В первое время я просыпался и спросонья вел себя как ребенок. Маму звал, например. Тетя Оля просыпалась и ужасно ругалась, что я кричу. Так мы орали некоторое время, а потом это проходило. Теперь уже совсем прошло.
Вот. И постепенно я стал хотеть жить. Вырасти. Кем-то стать. Хотя вопрос «что будет потом?» как-то отходит далеко-далеко. Важно только то, что происходит сейчас: что у меня болит, могу ли я сегодня ходить своими ногами или придется ехать на коляске, смогу ли нормально поспать? Голова забита дурацкими вопросами, неестественными. Хотя раньше вопросы были тоже не супер: какой фильм посмотреть, как прогулять школу, как заполучить новый телефон, как пройти следующий уровень в игре?
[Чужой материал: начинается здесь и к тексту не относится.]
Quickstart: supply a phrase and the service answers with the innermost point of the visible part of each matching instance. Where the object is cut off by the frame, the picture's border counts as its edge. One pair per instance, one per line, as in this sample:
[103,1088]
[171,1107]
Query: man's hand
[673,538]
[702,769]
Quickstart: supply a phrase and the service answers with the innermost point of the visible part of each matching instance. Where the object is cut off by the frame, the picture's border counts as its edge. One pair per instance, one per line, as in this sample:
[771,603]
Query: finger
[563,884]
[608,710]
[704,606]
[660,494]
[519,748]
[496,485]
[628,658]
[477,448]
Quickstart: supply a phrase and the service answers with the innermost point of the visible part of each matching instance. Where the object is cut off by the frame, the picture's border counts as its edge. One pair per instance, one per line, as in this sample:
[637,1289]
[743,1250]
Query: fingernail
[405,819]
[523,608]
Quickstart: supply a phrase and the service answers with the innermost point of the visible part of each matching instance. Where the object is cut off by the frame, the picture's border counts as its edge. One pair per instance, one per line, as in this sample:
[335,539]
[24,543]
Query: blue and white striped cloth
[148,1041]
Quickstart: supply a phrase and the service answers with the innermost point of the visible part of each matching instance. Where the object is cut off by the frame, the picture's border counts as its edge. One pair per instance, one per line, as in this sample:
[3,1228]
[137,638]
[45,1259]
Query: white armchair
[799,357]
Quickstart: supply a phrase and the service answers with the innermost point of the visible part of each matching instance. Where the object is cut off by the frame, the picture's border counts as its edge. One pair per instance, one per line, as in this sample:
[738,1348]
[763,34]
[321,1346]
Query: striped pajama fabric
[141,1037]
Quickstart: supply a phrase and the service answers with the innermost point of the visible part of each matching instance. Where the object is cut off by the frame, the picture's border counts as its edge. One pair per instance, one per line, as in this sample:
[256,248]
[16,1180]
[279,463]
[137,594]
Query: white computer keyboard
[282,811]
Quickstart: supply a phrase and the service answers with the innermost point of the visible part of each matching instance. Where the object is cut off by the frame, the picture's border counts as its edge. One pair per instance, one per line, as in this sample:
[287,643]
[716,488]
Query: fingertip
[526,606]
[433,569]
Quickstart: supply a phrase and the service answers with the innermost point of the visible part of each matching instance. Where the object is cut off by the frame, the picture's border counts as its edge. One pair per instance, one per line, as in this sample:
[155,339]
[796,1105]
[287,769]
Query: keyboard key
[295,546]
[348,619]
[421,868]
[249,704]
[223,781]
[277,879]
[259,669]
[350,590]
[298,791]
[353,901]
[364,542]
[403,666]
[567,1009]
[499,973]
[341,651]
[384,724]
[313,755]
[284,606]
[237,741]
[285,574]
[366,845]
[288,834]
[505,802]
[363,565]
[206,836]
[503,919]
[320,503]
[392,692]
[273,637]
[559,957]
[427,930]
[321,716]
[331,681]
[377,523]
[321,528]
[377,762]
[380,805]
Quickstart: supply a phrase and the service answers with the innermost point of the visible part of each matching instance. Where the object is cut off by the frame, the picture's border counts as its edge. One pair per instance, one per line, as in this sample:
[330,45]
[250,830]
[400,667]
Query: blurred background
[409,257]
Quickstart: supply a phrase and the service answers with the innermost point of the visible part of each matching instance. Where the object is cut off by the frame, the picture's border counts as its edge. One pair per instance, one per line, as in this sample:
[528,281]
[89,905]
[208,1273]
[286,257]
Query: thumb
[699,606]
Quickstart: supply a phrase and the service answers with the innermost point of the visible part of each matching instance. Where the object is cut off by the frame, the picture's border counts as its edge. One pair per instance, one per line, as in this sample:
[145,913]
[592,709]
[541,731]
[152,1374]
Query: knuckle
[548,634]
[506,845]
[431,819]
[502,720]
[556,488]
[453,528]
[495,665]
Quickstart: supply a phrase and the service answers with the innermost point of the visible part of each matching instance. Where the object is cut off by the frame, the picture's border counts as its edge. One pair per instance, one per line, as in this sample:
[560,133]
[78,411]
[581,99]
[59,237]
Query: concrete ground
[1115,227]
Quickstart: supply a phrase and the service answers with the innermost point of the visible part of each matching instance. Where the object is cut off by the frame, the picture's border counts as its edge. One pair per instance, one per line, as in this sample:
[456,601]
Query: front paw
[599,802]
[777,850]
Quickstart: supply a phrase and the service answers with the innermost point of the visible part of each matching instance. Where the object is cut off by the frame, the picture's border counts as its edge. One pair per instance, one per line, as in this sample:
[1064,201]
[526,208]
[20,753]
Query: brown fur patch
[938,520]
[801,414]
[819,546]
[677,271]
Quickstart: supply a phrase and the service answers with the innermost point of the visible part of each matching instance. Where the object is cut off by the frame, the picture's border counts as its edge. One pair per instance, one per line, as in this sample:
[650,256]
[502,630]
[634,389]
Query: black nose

Мне не нравится как раньше и не нравится как сейчас. Одна надежда на будущее. Вот в этом-то и проблема…
Если даже всё сбудется и я останусь, мне придется делать всё в одиночку. Меня это пугает? Меня это не пугает. Меня вообще трудно чем-то напугать.
Я хочу жить, но не понимаю как. Вот это и есть мой к вам главный вопрос. Посоветуйте что-нибудь!
Влад
1
– Ты можешь есть быстрее? Опаздываем!
Я чуть чаем не поперхнулся. Отлично устроился монпэр: я ему завтрак готовлю, как Золушка, а он только и делает, что меня подгоняет. Потом еще спросит, почему посуда не вымыта!
Чем я думал, когда мы с ним заключили договор: завтрак и ужин готовлю я, обед – на нем? Казалось, ну что это за еда – завтрак? А теперь приходится вставать на сорок две минуты раньше, иначе не успеваю. Спросонья мечусь по кухне в фартуке, накрываю на стол – отец любит, чтобы всё было красиво, он же художник, – а потом еще в скоростном режиме заглатываю главную, между прочим, еду дня. Ну и ладно. Переживу. Это всё равно лучше, чем если бы тут торчала какая-нибудь тетя. В нашем фартуке. Прямо передергивает при одной такой мысли.
Сегодня у нас омлет с болгарским перцем и брынзой, тоже болгарской. Небольшой перебор с болгарскостью, я считаю. Но получилось вкусно. А когда вкусно, тогда не хочется никуда бежать сломя голову, а хочется смотреть в окно на снег и на то, как отважные рыжие таксики штурмуют подросшие за ночь сугробы. Но вместо этого ты вынужден любоваться на недовольную физиономию собственного отца. Четвертый раз уже в кухню заглядывает.
– Ты можешь есть быстрее?
Да могу я, могу. Посуду кидаю в раковину. После школы со всем разберусь.
Пока идем от подъезда к машине, ко мне рыжей стрелой бросается Брысик – лучший из такс. Он классный, Брысик. Я его прямо уважаю. Он любопытный и дотошный, никогда ничего не пропустит и ничего не оставит недоделанным. Он не гуляет, он дежурит по двору.
Я потому об этом говорю, что сам я совсем не такой.
Вот мы сейчас едем, а Брысик еще некоторое время будет внюхиваться в мои следы. Почему-то следы отца его в принципе не интересуют, а я, видимо, вызываю у него подозрение. Он нюхает и чихает, подняв морду к небу. Наверное, ему так легче обдумывать результаты обнюхивания.